So I laugh back, "Yes, we are. And I wouldn't have it any other way."
Because I would rather the life I have than one with a June Cleaver mother and a father who works a nine-to-five, a singular brother or sister. A white picket fence in the suburbs…that isn't us. It's the American dream my parents wanted and what we got was an American life – something I cannot trade.
"Remember when Niko was born? Those big eyes. I thought he'd be the one to change things."
Instead it was the birth of the second set of twins that turned the tables. Aleksey and I share the wonderful gift of Hemophilia, and Tassie, his twin and my baby sister, needed emergency surgery to correct problems with her heart and lungs. She narrowly survived, spent the first nine months of her life in an incubator in the NICU.
"Kiev's little mouth." I counter, recalling how he was always on the search for something to eat, "Peter and the light-socket."
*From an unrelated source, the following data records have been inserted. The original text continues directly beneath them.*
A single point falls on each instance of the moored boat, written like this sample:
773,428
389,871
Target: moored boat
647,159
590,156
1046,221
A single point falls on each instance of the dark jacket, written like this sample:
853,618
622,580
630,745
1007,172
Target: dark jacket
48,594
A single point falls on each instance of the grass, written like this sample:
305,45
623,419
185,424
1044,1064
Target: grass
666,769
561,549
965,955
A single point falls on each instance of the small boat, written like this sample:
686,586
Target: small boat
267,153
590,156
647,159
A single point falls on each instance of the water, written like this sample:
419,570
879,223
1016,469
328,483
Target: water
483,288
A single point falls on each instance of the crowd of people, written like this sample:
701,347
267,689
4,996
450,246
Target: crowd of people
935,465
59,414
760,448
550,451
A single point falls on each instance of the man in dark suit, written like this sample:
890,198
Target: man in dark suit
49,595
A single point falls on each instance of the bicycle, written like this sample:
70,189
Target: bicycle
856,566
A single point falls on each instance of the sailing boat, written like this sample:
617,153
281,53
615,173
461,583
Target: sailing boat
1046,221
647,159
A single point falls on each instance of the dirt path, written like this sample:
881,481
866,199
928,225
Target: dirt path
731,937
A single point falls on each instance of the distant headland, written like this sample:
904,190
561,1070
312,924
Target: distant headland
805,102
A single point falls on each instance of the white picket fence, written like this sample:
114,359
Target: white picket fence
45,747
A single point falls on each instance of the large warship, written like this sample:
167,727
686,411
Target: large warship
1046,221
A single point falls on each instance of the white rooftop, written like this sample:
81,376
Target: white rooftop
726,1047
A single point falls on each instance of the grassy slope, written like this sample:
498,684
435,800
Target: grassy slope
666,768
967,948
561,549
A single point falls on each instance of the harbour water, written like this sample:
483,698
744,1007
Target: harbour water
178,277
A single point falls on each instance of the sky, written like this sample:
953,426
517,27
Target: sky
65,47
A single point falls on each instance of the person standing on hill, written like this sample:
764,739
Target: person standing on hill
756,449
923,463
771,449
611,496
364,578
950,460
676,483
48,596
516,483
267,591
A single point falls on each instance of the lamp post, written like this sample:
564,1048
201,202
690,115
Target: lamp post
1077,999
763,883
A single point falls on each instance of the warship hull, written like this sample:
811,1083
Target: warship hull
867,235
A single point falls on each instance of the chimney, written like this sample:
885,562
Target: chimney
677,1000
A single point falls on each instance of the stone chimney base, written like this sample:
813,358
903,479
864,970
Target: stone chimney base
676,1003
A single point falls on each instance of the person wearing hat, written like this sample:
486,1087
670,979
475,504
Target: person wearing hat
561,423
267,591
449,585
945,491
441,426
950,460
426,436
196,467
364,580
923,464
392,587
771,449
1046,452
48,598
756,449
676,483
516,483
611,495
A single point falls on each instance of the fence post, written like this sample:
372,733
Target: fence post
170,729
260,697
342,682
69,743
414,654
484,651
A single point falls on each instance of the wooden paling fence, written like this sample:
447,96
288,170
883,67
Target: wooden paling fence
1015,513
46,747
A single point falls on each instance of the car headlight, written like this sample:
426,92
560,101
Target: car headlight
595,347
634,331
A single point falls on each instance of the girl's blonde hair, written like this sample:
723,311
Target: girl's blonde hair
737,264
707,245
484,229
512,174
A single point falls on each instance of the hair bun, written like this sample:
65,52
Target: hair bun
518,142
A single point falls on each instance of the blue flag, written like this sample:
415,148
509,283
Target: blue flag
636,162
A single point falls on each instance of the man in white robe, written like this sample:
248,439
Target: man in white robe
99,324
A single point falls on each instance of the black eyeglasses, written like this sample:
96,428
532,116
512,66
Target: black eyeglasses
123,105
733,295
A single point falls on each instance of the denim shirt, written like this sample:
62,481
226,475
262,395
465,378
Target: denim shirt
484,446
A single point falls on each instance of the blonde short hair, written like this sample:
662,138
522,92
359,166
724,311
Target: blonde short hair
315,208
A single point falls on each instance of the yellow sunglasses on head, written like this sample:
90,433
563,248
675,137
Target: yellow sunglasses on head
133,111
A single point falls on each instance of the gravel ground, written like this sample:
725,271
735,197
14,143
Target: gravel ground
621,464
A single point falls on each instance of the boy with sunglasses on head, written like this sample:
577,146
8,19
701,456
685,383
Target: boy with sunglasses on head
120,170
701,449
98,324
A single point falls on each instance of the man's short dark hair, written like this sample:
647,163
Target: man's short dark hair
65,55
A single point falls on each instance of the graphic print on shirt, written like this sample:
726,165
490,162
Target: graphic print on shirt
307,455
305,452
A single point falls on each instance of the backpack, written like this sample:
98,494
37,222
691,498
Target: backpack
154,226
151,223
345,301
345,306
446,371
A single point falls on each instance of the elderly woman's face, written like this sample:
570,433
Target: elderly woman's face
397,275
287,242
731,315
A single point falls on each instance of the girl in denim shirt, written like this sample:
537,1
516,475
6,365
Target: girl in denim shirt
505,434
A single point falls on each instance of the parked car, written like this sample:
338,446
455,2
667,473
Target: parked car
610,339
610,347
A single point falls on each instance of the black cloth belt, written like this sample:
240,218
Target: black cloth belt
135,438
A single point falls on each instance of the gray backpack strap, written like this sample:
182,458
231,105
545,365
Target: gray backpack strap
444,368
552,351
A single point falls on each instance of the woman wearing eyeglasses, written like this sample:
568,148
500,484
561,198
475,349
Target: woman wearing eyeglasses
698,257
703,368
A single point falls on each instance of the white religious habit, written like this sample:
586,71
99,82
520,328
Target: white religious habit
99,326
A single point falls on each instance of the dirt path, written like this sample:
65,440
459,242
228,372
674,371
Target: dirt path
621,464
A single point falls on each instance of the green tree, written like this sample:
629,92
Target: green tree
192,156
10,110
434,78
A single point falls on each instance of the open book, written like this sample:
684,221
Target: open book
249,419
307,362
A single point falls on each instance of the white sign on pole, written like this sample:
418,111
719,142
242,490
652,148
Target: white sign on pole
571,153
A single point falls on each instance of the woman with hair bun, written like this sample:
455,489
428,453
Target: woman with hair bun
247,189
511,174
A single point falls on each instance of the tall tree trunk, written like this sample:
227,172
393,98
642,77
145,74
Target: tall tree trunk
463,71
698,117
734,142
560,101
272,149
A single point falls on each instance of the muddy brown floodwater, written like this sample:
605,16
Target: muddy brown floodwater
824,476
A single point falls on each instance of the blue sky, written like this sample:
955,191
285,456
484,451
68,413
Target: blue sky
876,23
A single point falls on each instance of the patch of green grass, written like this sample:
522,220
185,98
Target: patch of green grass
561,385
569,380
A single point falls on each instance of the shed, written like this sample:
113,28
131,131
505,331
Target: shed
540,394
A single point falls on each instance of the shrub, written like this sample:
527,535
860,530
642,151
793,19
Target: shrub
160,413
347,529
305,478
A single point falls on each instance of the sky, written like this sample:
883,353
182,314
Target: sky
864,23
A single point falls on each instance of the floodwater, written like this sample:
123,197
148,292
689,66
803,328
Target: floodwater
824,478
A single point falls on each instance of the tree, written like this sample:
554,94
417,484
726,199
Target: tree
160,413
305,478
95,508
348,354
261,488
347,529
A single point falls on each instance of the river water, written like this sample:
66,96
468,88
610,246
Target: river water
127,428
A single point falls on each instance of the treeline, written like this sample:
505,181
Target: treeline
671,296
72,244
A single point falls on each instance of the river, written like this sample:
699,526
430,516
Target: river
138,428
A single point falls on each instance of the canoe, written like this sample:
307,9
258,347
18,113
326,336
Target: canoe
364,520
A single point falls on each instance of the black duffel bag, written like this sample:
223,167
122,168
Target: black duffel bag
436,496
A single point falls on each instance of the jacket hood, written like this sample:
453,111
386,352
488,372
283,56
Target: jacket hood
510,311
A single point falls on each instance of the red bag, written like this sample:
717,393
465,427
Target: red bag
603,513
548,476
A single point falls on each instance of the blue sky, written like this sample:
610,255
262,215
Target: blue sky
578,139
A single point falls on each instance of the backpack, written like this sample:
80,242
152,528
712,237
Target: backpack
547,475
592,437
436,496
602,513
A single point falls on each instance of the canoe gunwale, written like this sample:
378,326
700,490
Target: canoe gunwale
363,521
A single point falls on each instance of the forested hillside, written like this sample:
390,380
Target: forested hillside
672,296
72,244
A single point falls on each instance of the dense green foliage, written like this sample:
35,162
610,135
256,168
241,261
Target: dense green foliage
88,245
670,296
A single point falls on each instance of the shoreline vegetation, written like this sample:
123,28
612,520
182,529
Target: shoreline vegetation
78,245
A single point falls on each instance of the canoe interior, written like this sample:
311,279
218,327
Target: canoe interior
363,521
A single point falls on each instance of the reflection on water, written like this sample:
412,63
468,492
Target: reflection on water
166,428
That gets her to laugh, loudly, "I forgot about that! I swear I thought he'd electrocuted himself!" Kia spits out, hugging me as best she can, "Oh." She sighs, "Niko refused to have his party. He knows that you were sincere when you said you were coming, and he wants you to be there. He won't tell anybody 'sides Mama where he's going to college next year." Her eyes seek out mine, blue-crystal on blue-crystal, "All he wants is to see you. It broke his heart when you went away."
I knew he would miss me. I spent so much time with him, teaching him languages and camping out in our backyard or our living room. And one other…
"Peter?"
Blinking she responds, "No one told you." Soft murmur, then, "He's in juvie, Luka. He…uh…vandalized school property and stole a good seven-hundred dollars of stuff."
"Those are misdemeanors. They can't send him to juvie on that!"
My brother. In juvie. Not even where I can protect him from those devoid of scruples. He's stuck in a cell with other kids, probably put away for much worse crimes, waiting to go home. My heart and stomach twists with the idea that he's away from the people that love him, would do anything for him.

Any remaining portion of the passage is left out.